The symphony began life as organ pieces and reedy chordings from the woodwinds were a constant reminder of those origins. But the real charm of this performance lay in the gracefulness of its execution, the harmonic and rhythmic displacements, so discreetly voiced as to sound entirely second nature.

The shimmer of church bells at the close was a moment only Ives could have imagined – a faded snapshot restored. The players embraced the image like it was personal to their experience; nothing else in their programmes came off the page in quite the same way.
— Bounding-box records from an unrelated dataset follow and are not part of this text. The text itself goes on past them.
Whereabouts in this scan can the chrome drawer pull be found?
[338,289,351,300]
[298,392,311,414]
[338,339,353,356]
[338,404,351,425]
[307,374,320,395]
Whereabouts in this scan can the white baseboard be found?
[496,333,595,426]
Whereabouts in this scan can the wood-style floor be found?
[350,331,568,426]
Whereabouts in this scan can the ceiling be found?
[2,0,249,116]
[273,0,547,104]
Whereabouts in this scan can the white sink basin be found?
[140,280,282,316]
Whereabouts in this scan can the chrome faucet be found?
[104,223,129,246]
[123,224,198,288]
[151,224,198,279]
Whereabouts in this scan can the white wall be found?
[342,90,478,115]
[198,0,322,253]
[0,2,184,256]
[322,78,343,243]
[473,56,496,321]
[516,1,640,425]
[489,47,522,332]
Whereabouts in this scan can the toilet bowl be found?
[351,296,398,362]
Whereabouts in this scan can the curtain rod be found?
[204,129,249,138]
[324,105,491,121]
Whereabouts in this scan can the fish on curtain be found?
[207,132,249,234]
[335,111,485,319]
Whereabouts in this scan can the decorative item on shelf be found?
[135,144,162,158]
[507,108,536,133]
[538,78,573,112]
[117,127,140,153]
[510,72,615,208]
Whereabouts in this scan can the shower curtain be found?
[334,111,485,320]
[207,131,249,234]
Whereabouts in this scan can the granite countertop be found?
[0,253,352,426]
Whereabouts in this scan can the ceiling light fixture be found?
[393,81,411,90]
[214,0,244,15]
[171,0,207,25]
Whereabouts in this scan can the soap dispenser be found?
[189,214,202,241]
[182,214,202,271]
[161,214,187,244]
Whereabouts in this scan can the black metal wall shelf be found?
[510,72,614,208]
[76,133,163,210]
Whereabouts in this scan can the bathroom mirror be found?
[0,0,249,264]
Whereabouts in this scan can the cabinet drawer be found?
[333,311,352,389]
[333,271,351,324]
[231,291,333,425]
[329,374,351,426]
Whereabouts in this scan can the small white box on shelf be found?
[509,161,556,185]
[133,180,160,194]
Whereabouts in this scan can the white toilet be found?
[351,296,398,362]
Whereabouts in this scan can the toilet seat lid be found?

Admittedly, Tilson Thomas achieved miracles of balance in switching from sacred to all-out profanity when Deborah Voigt took the stage for the final scene of Strauss' Salome. The wash of orchestral sound never drowned out the singer. Voigt was able to use the words like they, too, were objects of her desire. And we could enjoy the luxury of the Hall's organ plumbing its own depths of depravity before Salome's final ecstasy. Voigt rose to that.

But the overriding impression was one of circumspection. It grew stronger in an oddly detached account of Shostakovich's Fifth Symphony. Much the same was true of Mahler's Seventh Symphony the following night. No one understands Mahlerian syntax better than Tilson Thomas. But what we experienced here was a classic case of text inhibiting spirit.

The phantasmagorical score was laid bare in all its ear-pricking detail – but the energy was nowhere. Not even the finale's eccentric danceathon ever achieved lift-off. Perhaps the failed woodwind entry in their encore of Bernstein's Candide Overture the previous night was not just an accident, but a bad omen.